Wenn dieses eine theologische Thema alles überlagern und an der Frage, ob Frauen künftig zu Diakoninnen oder Priesterinnen geweiht werden dürfen, die gesamte Wahrnehmung des Synodalen Weges hängt, dann ist er eine Totgeburt. Zur Rolle der Frauen in der Kirche habe ich als Pfarrer einmal den Frauenanteil in Leitungsfunktionen unserer Gremien abgefragt. Das ist zwar etwas im Sande verlaufen, aber als Zwischenergebnis habe ich herausbekommen: In zwei von vier Kirchenvorständen sind Frauen die geschäftsführenden Vorsitzenden, und auch im Katholikenrat ist eine Frau die Vorsitzende. Das sind wichtige und einflussreiche Stellungen.
Warum sagt die Kirche nicht einfach: Männer und Frauen sind gleichberechtigt?

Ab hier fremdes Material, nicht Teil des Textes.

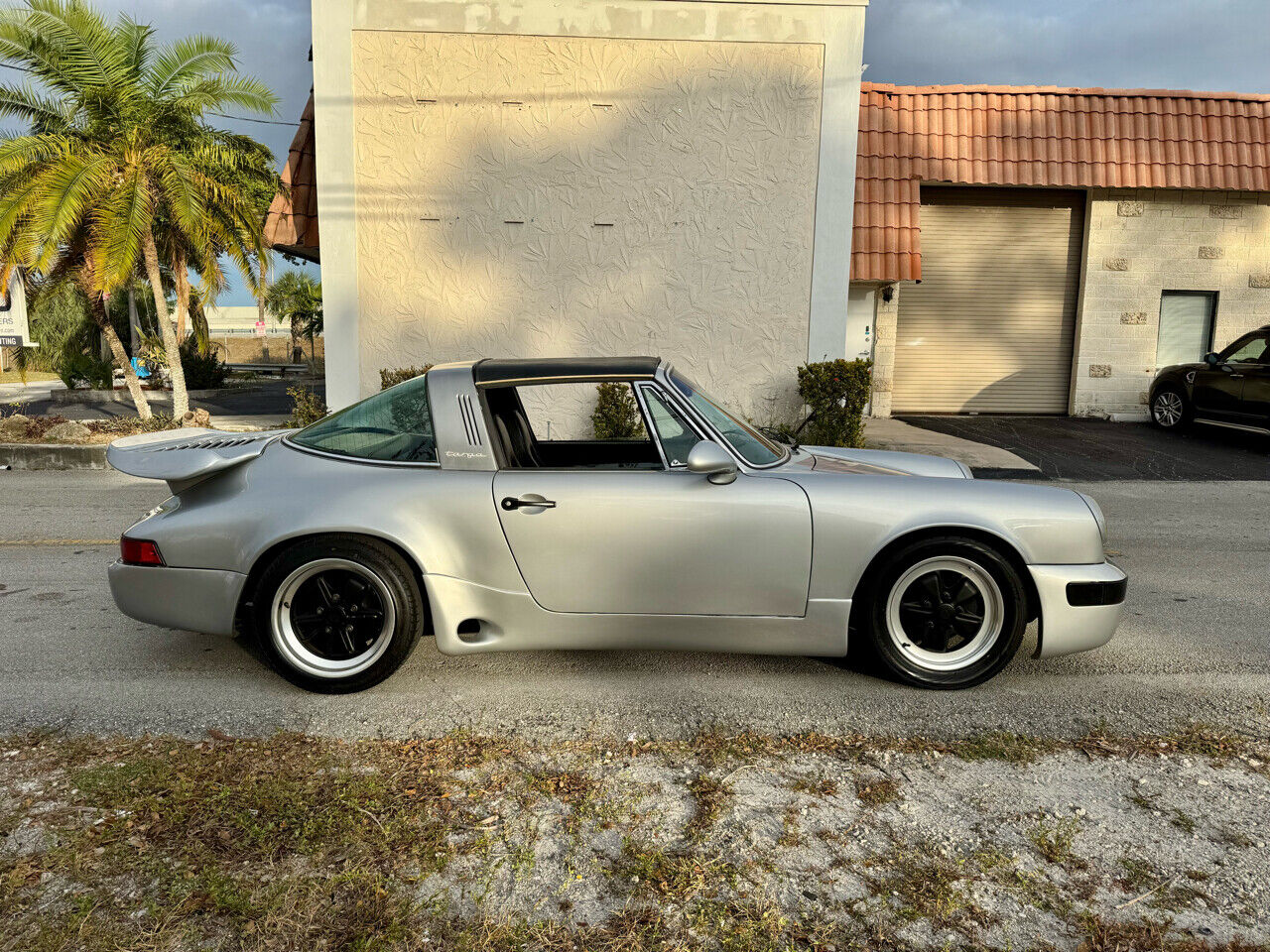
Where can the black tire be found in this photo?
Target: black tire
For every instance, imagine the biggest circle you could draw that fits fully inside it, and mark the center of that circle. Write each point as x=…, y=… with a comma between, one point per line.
x=1170, y=408
x=361, y=576
x=917, y=656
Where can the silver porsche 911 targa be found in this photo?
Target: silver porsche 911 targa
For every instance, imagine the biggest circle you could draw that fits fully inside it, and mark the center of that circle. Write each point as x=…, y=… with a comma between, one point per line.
x=440, y=506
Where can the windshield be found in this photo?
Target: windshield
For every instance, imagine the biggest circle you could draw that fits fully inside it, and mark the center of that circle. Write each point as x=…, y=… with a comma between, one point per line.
x=393, y=425
x=753, y=445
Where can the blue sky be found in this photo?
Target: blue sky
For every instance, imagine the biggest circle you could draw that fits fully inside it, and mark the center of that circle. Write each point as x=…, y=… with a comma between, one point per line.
x=1205, y=45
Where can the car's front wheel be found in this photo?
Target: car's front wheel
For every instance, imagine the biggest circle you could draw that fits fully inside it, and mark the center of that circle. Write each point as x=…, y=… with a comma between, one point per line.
x=338, y=613
x=945, y=612
x=1170, y=408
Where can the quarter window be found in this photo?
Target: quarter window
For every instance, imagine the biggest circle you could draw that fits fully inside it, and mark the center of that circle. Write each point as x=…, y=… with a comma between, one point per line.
x=1255, y=349
x=394, y=425
x=674, y=431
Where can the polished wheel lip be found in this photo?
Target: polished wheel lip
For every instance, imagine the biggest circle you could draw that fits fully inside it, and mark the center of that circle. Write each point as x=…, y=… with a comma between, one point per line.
x=979, y=645
x=289, y=643
x=1167, y=408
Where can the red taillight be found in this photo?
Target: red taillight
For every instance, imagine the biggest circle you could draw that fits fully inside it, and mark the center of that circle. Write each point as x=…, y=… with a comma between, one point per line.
x=139, y=551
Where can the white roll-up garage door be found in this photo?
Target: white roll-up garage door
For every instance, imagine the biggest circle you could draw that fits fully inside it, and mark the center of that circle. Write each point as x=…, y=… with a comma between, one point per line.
x=989, y=327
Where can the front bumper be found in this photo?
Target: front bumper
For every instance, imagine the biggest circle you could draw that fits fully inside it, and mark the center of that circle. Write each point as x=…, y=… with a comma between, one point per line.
x=190, y=599
x=1067, y=627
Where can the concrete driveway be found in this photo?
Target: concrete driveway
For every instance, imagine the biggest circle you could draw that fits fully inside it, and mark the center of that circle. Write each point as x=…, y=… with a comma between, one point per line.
x=1194, y=647
x=1076, y=448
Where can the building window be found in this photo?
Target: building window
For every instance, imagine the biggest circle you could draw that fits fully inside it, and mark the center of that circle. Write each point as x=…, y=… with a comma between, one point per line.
x=1185, y=326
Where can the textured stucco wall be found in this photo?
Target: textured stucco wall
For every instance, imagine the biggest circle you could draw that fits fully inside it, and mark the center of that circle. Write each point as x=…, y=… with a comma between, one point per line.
x=581, y=195
x=1142, y=243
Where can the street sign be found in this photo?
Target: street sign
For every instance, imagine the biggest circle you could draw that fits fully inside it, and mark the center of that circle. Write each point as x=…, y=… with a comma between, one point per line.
x=13, y=313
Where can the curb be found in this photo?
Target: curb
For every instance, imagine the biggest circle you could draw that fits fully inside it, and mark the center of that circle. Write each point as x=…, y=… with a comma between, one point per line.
x=159, y=397
x=54, y=456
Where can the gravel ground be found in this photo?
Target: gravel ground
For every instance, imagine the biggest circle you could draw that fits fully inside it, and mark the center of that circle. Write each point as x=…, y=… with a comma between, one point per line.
x=730, y=843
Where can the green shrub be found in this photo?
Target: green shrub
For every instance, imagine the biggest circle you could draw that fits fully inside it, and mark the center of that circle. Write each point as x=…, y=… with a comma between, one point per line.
x=307, y=408
x=835, y=391
x=75, y=367
x=202, y=371
x=616, y=416
x=400, y=375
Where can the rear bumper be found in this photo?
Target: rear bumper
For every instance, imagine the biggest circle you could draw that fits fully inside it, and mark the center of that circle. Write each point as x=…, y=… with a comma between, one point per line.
x=190, y=599
x=1080, y=606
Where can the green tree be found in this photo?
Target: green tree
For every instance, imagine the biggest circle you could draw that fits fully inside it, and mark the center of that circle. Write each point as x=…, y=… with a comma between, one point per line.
x=121, y=173
x=295, y=298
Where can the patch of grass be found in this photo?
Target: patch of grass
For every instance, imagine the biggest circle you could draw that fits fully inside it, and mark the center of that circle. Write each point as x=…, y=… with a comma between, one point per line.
x=792, y=828
x=670, y=876
x=708, y=797
x=1183, y=820
x=924, y=884
x=1055, y=841
x=815, y=785
x=878, y=791
x=1002, y=746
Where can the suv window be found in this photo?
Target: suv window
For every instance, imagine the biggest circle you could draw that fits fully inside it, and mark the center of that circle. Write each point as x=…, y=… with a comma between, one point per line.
x=1251, y=349
x=394, y=425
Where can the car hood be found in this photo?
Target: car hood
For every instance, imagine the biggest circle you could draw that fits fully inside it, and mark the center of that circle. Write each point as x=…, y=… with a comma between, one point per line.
x=876, y=462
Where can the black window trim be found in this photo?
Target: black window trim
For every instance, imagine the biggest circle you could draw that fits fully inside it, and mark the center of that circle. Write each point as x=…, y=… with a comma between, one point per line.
x=648, y=421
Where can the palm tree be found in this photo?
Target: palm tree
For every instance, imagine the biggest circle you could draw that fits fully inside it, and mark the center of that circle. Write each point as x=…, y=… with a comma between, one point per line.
x=119, y=159
x=296, y=298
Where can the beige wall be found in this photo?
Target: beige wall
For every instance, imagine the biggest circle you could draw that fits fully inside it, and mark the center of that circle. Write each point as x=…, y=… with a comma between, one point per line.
x=1142, y=243
x=580, y=195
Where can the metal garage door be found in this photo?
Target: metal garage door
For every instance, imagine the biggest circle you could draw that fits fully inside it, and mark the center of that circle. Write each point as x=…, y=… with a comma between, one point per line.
x=989, y=326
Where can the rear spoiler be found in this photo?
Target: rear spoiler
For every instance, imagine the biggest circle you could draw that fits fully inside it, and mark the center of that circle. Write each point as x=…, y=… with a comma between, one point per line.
x=187, y=456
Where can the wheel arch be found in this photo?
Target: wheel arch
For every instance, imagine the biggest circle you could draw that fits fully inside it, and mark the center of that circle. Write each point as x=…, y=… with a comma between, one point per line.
x=271, y=552
x=998, y=543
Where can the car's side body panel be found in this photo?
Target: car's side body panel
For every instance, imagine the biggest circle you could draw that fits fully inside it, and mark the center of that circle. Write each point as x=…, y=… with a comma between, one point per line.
x=658, y=542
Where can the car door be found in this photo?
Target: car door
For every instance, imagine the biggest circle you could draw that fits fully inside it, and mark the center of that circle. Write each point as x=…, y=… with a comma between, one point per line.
x=1219, y=388
x=1256, y=389
x=658, y=542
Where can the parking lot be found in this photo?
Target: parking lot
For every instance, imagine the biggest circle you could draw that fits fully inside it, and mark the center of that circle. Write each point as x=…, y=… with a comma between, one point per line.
x=1194, y=647
x=1080, y=448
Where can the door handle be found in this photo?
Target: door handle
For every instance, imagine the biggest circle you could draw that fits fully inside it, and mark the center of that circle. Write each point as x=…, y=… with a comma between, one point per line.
x=512, y=503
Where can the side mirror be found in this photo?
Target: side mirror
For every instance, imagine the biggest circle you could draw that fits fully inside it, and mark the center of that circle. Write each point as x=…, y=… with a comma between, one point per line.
x=712, y=461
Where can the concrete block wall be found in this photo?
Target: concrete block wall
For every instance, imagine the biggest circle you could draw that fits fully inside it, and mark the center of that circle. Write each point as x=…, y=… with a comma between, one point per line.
x=1142, y=243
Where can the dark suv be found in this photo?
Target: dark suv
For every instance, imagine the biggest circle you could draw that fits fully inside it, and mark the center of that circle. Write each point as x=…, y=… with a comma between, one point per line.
x=1230, y=388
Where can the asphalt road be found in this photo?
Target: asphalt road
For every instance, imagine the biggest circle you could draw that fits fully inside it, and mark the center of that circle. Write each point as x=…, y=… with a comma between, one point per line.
x=1196, y=645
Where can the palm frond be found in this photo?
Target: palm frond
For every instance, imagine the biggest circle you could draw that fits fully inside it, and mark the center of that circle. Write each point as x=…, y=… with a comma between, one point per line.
x=187, y=60
x=119, y=225
x=226, y=91
x=64, y=193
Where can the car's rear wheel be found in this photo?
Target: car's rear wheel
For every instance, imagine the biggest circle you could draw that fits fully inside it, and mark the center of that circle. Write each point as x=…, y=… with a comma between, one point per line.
x=338, y=613
x=1170, y=409
x=944, y=612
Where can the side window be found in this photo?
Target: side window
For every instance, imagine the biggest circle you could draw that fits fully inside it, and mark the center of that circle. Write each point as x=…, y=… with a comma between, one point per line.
x=1185, y=326
x=394, y=425
x=675, y=433
x=1251, y=350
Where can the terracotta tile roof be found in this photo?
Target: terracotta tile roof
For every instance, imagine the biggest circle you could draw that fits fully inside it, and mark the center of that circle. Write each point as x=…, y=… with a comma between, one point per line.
x=1039, y=136
x=291, y=223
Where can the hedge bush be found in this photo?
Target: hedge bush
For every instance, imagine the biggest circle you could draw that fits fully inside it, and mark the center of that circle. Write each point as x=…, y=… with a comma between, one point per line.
x=307, y=408
x=835, y=391
x=400, y=375
x=616, y=416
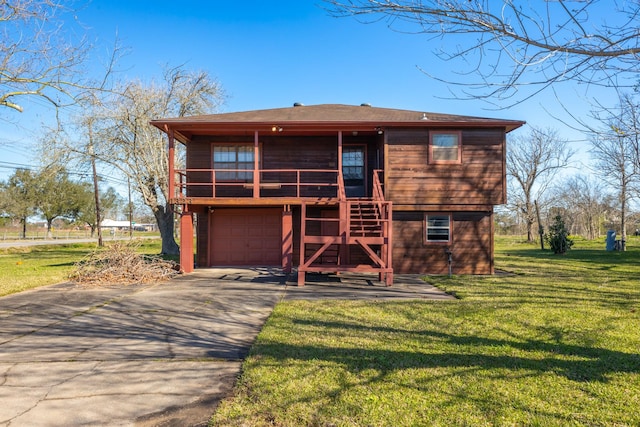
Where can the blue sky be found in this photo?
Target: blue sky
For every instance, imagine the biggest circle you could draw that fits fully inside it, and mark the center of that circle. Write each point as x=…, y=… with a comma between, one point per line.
x=270, y=54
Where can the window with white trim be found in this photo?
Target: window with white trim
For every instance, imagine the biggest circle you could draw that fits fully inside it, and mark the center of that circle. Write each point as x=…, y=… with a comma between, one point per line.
x=235, y=157
x=437, y=228
x=445, y=147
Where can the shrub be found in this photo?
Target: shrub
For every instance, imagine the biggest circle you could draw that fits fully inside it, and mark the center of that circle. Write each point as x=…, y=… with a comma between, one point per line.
x=558, y=236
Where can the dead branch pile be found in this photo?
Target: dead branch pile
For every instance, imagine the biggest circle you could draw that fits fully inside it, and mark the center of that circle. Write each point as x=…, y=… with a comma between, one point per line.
x=120, y=263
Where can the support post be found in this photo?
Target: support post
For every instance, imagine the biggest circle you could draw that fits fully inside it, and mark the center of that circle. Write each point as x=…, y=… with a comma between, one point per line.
x=172, y=172
x=287, y=239
x=186, y=240
x=256, y=165
x=303, y=231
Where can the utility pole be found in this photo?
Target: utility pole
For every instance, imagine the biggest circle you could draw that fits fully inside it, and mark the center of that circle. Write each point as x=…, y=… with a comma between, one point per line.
x=130, y=210
x=540, y=228
x=96, y=192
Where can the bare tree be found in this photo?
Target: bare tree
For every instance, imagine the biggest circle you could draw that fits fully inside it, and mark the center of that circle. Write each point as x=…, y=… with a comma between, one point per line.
x=37, y=57
x=533, y=161
x=19, y=201
x=615, y=141
x=539, y=43
x=585, y=203
x=138, y=150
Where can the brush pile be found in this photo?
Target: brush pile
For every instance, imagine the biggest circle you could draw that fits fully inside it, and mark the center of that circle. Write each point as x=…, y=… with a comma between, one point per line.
x=121, y=264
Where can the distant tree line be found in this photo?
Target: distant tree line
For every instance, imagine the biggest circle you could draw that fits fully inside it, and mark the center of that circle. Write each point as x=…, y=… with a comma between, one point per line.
x=600, y=197
x=51, y=194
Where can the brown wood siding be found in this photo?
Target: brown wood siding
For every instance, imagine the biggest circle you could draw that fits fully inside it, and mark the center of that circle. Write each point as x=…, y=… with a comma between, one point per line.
x=199, y=157
x=245, y=237
x=202, y=239
x=471, y=245
x=299, y=152
x=478, y=180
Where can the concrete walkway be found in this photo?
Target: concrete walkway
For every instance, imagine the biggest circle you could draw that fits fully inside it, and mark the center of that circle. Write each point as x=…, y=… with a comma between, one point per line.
x=161, y=355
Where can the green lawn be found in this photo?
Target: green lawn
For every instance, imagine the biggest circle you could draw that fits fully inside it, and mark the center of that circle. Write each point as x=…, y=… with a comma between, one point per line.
x=30, y=267
x=553, y=343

Die Lehre der Kirche lautet, dass sie keine Vollmacht hat, Frauen zu weihen. Ich sehe aber sehr wohl, dass diese Position nicht von allen geteilt wird. Es muss uns gelingen, ohne Ablenkung vom Thema über die gleiche Würde aller Menschen zu sprechen. Diese Würde erhält man nicht durch ein Amt oder eine demokratische Wahl. Vielmehr kommt sie unverbrüchlich und unwiderrufbar von Gott selbst. Da gibt es dann kein „besser“ oder „schlechter“ qua Geschlecht oder qua Funktion.
Gleiche Würde, aber nicht die gleichen Rechte?
Auch als Staatsbürger habe ich nicht in allem die gleichen Rechte. Zum Beispiel durfte ich bis jetzt in Neuss den Bürgermeister wählen, aber nicht in Köln. Und was nun die Priesterweihe betrifft, so hat auch ein Mann kein Recht darauf.
Aber die Möglichkeit.
Nicht aus eigenem Antrieb, sondern kraft göttlicher Berufung und ihrer Bestätigung durch die Kirche.
Zum Schluss noch einmal zurück zum Dom. Wie halten Sie es mit den Diskussionen über den Dom als Teil der Altstadt?
Zum einen finde ich es schade, dass nicht alle den Respekt an den Tag legen, den der Dom verdient. Dass Schutzgitter gebaut werden mussten wie jetzt auf der Nordseite, ist im Grunde traurig – auch wenn das Gitter künstlerisch schön ist. Zum anderen muss ich mich in ein so wichtiges Thema wie die „Historische Mitte“ noch einarbeiten. Erster Schritt: Ich ziehe in eine Wohnung im Kurienhaus am Roncalliplatz, das auf dem Gebiet der geplanten Historischen Mitte liegt, und schaue mir das Ganze mal von oben an – mit einem der schönsten Blicke auf den Dom.